Photo: Reuters
Photo: Reuters

Sebi makes accommodation for delay in open offers due to disputes

  • Sebi suggests 10% interest should be added to the open offer price if the offer is delayed due to disputes
  • Sebi acknowledges that the takeover code is silent in addressing delays in disputes in judicial forums

MUMBAI : In the wake of Fortis Healthcare Ltd's pending open offer the market regulator proposed changes in its takeover code. Under the proposed norms, Securities and Exchange Board of India (Sebi) suggested that a 10% interest should be added to the open offer price if the offer is delayed due to disputes such as ones relating to valuation, related parties, investor complaints, delay in payments by the acquirer among others.

In discussion paper issued on Monday, the regulator acknowledged that the code had provisions related to delay in regulatory approvals but was silent in addressing delays when it came to other disputes in other judicial forums.

Currently, the acquirer in some cases chooses to compensate the shareholders for delay in open offer but it is not required to do so under the regulations.

In January this year the market regulator had urged the Supreme Court to allow Malaysian healthcare provider IHH Healthcare to complete its open offer for Fortis. Supreme Court had ordered a freeze on the transaction in December 2018 despite the two entities completing the transaction with all regulatory approvals. The apex court's decision was following a complaint by investors Daiichi Sankyo.

The regulator also proposed to allow completion of open offer acquisition of shares through stock exchange settlement for all types of transactions, including bulk deals and block deals.

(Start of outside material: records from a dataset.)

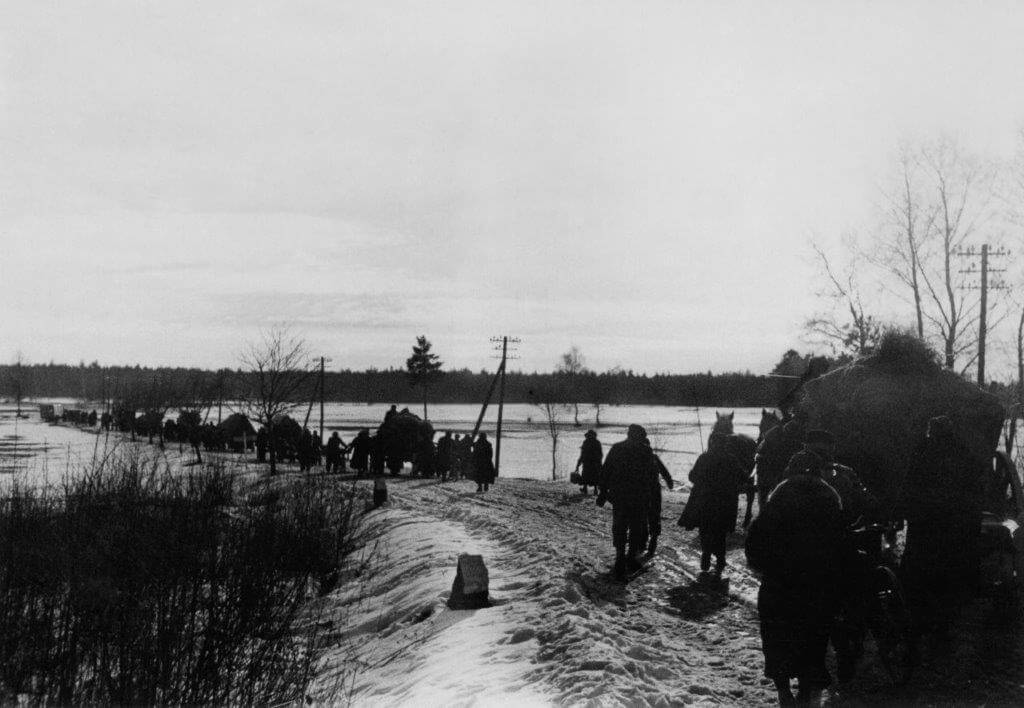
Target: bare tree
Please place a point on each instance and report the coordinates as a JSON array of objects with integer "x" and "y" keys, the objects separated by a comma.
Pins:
[
  {"x": 550, "y": 399},
  {"x": 280, "y": 380},
  {"x": 960, "y": 189},
  {"x": 572, "y": 365},
  {"x": 908, "y": 220},
  {"x": 848, "y": 328}
]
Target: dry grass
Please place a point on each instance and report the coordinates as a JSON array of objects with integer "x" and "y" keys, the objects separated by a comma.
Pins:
[{"x": 134, "y": 585}]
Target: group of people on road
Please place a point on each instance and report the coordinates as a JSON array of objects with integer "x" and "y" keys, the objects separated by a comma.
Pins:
[
  {"x": 630, "y": 477},
  {"x": 805, "y": 543}
]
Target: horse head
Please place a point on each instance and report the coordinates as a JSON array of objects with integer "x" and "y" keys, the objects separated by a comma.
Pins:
[{"x": 769, "y": 419}]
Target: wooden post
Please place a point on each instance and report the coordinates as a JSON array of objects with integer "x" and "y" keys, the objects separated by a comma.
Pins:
[
  {"x": 501, "y": 406},
  {"x": 486, "y": 400},
  {"x": 322, "y": 401},
  {"x": 982, "y": 319}
]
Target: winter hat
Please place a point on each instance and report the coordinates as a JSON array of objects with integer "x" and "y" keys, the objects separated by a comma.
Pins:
[{"x": 819, "y": 436}]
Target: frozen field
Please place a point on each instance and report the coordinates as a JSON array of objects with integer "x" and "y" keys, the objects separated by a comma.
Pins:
[{"x": 678, "y": 433}]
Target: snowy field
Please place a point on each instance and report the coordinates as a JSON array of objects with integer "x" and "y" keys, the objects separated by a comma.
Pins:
[
  {"x": 678, "y": 433},
  {"x": 560, "y": 632}
]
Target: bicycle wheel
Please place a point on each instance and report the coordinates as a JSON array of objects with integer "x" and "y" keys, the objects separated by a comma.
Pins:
[{"x": 891, "y": 627}]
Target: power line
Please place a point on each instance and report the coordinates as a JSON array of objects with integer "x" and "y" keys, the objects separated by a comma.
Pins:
[{"x": 984, "y": 286}]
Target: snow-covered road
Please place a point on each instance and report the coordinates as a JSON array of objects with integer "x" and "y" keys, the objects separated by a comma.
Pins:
[{"x": 562, "y": 632}]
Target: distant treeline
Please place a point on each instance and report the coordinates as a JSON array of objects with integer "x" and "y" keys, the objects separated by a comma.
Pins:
[{"x": 94, "y": 382}]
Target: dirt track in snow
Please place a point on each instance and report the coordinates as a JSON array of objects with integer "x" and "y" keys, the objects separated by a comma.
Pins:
[{"x": 664, "y": 638}]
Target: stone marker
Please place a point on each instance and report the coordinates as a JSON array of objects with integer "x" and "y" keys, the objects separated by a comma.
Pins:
[{"x": 469, "y": 591}]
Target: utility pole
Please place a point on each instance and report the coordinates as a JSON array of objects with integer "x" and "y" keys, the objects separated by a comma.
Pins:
[
  {"x": 324, "y": 361},
  {"x": 322, "y": 401},
  {"x": 985, "y": 253},
  {"x": 501, "y": 393}
]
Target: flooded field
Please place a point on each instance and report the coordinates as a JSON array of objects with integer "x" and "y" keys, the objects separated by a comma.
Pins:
[{"x": 678, "y": 433}]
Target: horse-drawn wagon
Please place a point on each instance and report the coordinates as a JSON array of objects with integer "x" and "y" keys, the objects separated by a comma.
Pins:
[{"x": 878, "y": 409}]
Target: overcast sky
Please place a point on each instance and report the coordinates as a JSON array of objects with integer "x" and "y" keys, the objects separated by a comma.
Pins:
[{"x": 637, "y": 178}]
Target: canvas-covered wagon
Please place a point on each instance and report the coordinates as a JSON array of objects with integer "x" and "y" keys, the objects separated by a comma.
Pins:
[
  {"x": 237, "y": 432},
  {"x": 879, "y": 407},
  {"x": 402, "y": 435}
]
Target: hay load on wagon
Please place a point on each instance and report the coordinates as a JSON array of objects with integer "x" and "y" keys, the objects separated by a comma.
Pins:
[
  {"x": 403, "y": 433},
  {"x": 879, "y": 407}
]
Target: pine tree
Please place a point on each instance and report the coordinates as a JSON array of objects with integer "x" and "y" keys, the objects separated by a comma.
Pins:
[{"x": 423, "y": 368}]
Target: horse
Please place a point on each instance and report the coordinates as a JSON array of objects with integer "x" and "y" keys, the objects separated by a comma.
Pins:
[
  {"x": 769, "y": 419},
  {"x": 743, "y": 448}
]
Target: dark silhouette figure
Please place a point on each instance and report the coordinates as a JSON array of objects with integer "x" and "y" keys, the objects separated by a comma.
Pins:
[
  {"x": 360, "y": 452},
  {"x": 718, "y": 479},
  {"x": 334, "y": 454},
  {"x": 659, "y": 474},
  {"x": 626, "y": 483},
  {"x": 261, "y": 445},
  {"x": 591, "y": 455},
  {"x": 425, "y": 457},
  {"x": 483, "y": 465},
  {"x": 941, "y": 502},
  {"x": 305, "y": 450},
  {"x": 797, "y": 545},
  {"x": 815, "y": 459},
  {"x": 465, "y": 448},
  {"x": 774, "y": 452},
  {"x": 442, "y": 460}
]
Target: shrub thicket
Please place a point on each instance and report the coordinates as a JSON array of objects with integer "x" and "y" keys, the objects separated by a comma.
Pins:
[{"x": 135, "y": 585}]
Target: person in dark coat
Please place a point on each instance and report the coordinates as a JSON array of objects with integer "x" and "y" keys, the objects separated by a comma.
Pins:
[
  {"x": 305, "y": 450},
  {"x": 591, "y": 454},
  {"x": 626, "y": 482},
  {"x": 816, "y": 458},
  {"x": 942, "y": 505},
  {"x": 261, "y": 445},
  {"x": 442, "y": 460},
  {"x": 425, "y": 457},
  {"x": 377, "y": 455},
  {"x": 360, "y": 452},
  {"x": 797, "y": 545},
  {"x": 466, "y": 455},
  {"x": 333, "y": 454},
  {"x": 659, "y": 474},
  {"x": 718, "y": 479},
  {"x": 774, "y": 452},
  {"x": 483, "y": 465}
]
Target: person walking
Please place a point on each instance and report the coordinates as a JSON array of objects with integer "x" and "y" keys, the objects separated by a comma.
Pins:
[
  {"x": 483, "y": 465},
  {"x": 359, "y": 458},
  {"x": 591, "y": 454},
  {"x": 941, "y": 502},
  {"x": 333, "y": 454},
  {"x": 718, "y": 479},
  {"x": 658, "y": 474},
  {"x": 797, "y": 545},
  {"x": 774, "y": 452},
  {"x": 442, "y": 460},
  {"x": 625, "y": 482}
]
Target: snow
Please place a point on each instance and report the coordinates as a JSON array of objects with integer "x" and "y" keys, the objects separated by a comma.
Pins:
[{"x": 560, "y": 631}]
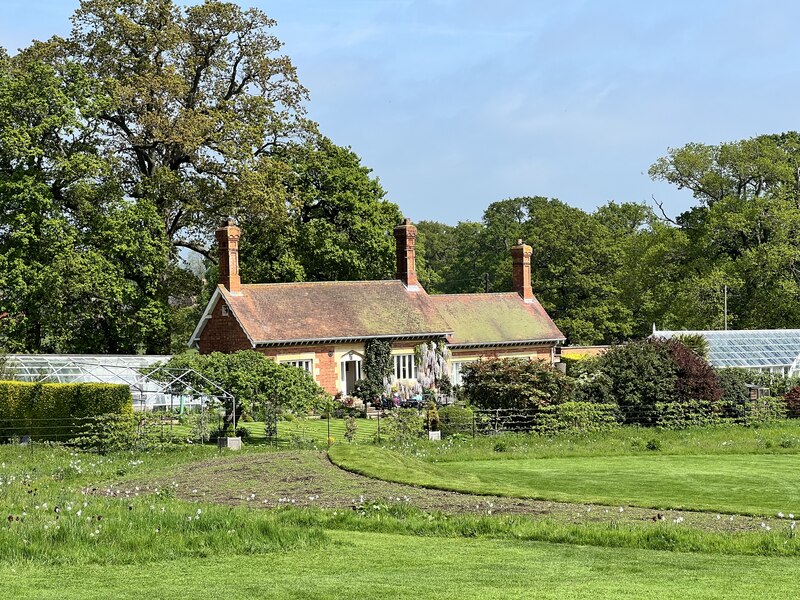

By which the acquirer will be able to directly acquire significant stake in the target company through stock exchanges instead of negotiating through the off-market route.

In case of indirect acquisitions, 100% of the open offer amount must be deposited two days before the announcement in escrow account.

The regulator said that since the acquiring is getting indirect control of the target company by virtue of completing the primary acquisition and enjoys the benefits arising out of being in control over the target company the deposit it to ensure entities performance of obligations.